If people have the time to post on MN on a Sunday morning then they could be meeting a friend for breakfast instead. We all make our choices in life. If you really wanted to see her you would.

Léighméleabhair · 19/06/2022 09:20

OP is clearly not being unreasonable.

If friend lives 90 mins away, then it’s 3 hours travelling there and back so realistically, friend is asking OP for at least 5 hours out of her weekend.

How many of us with kids and busy lives can suddenly find a spare 5 hours at the week-end without having to do some serious re-arranging?

I wonder of those saying take an hour and meet for a coffee live in larger towns or cities where all their friends live within a short distance away?
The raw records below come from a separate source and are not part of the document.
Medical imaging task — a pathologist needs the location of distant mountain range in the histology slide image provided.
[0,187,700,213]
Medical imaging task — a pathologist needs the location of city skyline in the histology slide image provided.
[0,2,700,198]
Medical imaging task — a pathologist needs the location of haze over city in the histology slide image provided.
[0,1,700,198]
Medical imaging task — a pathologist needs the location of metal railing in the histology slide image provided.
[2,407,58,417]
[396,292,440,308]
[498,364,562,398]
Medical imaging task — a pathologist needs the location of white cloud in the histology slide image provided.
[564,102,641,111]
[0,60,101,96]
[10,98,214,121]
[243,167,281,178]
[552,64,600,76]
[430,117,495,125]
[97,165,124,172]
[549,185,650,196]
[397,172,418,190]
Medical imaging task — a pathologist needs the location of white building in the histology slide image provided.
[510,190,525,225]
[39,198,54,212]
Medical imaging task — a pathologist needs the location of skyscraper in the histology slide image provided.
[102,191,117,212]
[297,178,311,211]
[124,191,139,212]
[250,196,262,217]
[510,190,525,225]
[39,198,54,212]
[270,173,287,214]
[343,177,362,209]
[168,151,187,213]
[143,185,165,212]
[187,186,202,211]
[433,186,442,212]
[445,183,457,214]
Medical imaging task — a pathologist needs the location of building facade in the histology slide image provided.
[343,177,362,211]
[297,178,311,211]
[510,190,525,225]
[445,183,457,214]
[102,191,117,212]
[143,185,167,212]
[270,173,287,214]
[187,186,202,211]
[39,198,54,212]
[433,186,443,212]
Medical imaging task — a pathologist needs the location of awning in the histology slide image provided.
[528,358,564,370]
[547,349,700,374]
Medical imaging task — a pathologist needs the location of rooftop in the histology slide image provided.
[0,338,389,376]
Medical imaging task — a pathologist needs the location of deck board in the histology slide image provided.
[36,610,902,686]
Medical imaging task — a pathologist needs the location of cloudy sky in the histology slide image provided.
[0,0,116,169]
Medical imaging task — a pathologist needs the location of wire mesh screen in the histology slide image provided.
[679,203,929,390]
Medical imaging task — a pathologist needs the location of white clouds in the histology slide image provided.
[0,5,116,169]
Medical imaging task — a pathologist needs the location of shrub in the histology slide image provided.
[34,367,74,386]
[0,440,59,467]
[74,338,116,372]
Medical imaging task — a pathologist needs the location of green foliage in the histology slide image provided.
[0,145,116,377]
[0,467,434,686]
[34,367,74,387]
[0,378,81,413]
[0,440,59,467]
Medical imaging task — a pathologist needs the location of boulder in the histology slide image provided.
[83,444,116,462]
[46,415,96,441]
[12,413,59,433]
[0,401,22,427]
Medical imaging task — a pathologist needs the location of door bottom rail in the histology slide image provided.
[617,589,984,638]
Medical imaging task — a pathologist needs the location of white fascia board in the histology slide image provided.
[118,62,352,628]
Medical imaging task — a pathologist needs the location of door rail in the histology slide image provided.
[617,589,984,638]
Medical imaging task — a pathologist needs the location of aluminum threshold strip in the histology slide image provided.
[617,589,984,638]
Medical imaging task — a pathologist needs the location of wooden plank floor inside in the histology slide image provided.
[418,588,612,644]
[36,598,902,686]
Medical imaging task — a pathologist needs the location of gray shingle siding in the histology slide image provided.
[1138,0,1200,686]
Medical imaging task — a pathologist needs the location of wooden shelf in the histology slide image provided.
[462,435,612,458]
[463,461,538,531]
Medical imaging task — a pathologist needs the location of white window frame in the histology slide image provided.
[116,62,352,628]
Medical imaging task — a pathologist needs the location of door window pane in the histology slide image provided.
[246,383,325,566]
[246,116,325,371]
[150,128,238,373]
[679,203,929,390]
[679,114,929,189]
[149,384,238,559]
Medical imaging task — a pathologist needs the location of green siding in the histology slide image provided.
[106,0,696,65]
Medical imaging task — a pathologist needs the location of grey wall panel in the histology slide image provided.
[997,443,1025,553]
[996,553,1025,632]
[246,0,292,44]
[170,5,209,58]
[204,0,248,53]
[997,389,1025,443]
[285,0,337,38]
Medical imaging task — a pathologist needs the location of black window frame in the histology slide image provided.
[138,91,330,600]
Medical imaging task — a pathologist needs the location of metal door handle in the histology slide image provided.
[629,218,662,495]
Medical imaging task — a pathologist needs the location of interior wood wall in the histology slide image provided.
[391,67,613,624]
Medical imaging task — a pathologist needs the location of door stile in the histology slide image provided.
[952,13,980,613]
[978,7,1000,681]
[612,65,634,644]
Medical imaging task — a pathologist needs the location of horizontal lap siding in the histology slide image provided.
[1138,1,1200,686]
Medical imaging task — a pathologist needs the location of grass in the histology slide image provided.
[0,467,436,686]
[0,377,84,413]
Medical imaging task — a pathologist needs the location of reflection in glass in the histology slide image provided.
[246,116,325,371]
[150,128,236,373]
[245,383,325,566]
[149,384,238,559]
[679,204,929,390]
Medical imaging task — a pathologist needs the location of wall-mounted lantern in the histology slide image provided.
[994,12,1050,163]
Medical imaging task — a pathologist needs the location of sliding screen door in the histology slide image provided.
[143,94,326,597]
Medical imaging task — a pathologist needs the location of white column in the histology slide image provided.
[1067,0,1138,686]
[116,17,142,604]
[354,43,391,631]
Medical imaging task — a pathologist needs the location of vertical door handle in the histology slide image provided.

One of my oldest friends lives in another country and we haven’t visited each other in about 12 years but we talk every few weeks via WhatsApp video calling for about an hour. Can you offer to do that instead OP?

SherbertLemonDrop · 19/06/2022 09:21

I had to do this when my anxiety/ptsd was really bad but I didn't announce it I just quietly disappeared for a few months then gently reappeared and started with a 'hello, how are you' text and apologised for not replying to their texts and said my mental health had been bad. I'm so thankful my friends took me back in to the circle without judgement. You're friend sounds attention seeking though.